心の傷、全治一週間

せりちゃんだよ。お久しぶりです。ツイッターにも書いたけど、ガチヘコみを継続してるから詳細を聞いてくれ。

わたしはひよっこ先生だから、新任担当の先生がついてるんだけど、テキパキチャキチャキした先生なの。初めてで分からないことだらけのわたしを先回りして、たくさんアドバイスくれるし、先生自身が教材の準備してくれたりするので、マジで有難いし、先生が居なかったら…って考えたら恐ろしい。先生のおかげで授業もなんとかできてるし、いいところ見つけてほめたりもしてくれるわけです。

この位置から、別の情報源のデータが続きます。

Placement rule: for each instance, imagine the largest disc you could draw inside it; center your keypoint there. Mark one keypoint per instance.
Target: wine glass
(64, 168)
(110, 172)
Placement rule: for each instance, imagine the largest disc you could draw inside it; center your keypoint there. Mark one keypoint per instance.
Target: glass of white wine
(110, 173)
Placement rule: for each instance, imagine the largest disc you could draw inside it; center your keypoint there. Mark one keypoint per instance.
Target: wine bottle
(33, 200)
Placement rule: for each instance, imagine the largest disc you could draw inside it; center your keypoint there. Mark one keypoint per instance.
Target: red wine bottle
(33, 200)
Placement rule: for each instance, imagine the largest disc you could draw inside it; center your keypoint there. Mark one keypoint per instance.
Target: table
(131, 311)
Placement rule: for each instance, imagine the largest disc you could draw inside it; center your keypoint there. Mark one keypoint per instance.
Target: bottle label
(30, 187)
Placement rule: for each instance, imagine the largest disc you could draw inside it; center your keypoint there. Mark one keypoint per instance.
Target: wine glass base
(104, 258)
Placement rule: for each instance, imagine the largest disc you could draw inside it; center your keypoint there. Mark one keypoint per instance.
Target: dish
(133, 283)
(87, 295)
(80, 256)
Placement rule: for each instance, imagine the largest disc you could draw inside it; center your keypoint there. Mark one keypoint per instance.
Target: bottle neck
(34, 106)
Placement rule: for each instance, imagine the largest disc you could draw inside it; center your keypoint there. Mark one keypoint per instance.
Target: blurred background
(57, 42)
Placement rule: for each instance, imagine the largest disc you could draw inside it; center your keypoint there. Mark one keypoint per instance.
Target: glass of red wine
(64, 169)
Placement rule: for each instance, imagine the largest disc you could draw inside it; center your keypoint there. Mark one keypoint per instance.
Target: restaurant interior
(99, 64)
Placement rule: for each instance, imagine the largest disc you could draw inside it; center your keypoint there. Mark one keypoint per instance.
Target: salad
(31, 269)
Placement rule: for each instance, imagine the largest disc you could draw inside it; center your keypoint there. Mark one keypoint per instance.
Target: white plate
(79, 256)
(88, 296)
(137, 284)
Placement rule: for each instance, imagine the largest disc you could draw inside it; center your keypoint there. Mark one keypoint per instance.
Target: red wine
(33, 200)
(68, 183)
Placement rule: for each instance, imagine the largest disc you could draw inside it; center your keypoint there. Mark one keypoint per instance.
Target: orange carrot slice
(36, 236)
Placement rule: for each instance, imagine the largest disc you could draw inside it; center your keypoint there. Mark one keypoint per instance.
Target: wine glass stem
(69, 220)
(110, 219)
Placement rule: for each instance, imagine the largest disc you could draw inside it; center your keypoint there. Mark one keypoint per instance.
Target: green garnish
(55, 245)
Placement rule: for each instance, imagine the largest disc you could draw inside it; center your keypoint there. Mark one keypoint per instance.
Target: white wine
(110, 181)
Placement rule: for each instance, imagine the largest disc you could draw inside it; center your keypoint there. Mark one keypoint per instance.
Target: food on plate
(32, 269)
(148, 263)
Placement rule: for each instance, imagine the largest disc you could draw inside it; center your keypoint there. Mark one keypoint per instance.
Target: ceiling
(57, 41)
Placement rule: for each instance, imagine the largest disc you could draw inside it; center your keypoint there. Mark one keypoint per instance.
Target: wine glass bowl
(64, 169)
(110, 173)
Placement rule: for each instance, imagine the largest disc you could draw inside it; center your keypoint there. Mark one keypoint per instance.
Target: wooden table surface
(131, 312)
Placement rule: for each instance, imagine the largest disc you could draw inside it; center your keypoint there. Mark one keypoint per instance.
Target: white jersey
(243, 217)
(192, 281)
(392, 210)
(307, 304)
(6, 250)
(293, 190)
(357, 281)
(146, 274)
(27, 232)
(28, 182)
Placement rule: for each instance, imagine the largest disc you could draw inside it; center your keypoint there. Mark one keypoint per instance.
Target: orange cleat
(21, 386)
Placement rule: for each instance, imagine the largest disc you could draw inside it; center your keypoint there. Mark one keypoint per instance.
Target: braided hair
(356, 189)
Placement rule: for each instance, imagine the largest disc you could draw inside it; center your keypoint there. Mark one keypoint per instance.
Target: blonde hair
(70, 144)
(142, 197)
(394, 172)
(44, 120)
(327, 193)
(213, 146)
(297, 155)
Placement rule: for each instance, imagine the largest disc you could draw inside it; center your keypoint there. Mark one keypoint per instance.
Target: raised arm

しかしね、仲の良いみなさんはご存知の通り、わたしはまあまあ頑固で自分で納得しないと動けない上に、そこそこトロいしドジなのよ。相性悪いどころじゃない。わたし、全然追いつけてないのに、ガンガン先に進んでっちゃうからとてもつらい。

それでもね、この人のこと嫌いになったらしんどいぞと、尊敬できる人なのは確かやし好きって思って過ごそう…やばい時は一旦田中圭だとでも思っとこう…っていつもニコニコしていた。これが悲劇を呼んだのですね。

 2人で他のクラスに入ってる時に「担任の先生は忙しいから、ほら、こうやって宿題の採点とかやってあげたらいいよ!まあ、私はそういうのやられたら嫌やし、自分でやりたいタイプやけどね😏」って言うから、自虐なんかと思って「あははは、そうなんですね」って笑ったの。次の瞬間真顔になってね「それ、先生どう言う感情で笑ってるのか分からへんわ。バカにしてるって取れる。失礼なんじゃない?普段からよく笑ってるけど、そういうところなおしたほうがいいよ。わたしは裏で悪口とか言いたくないから、先生に直接いうけど。」と。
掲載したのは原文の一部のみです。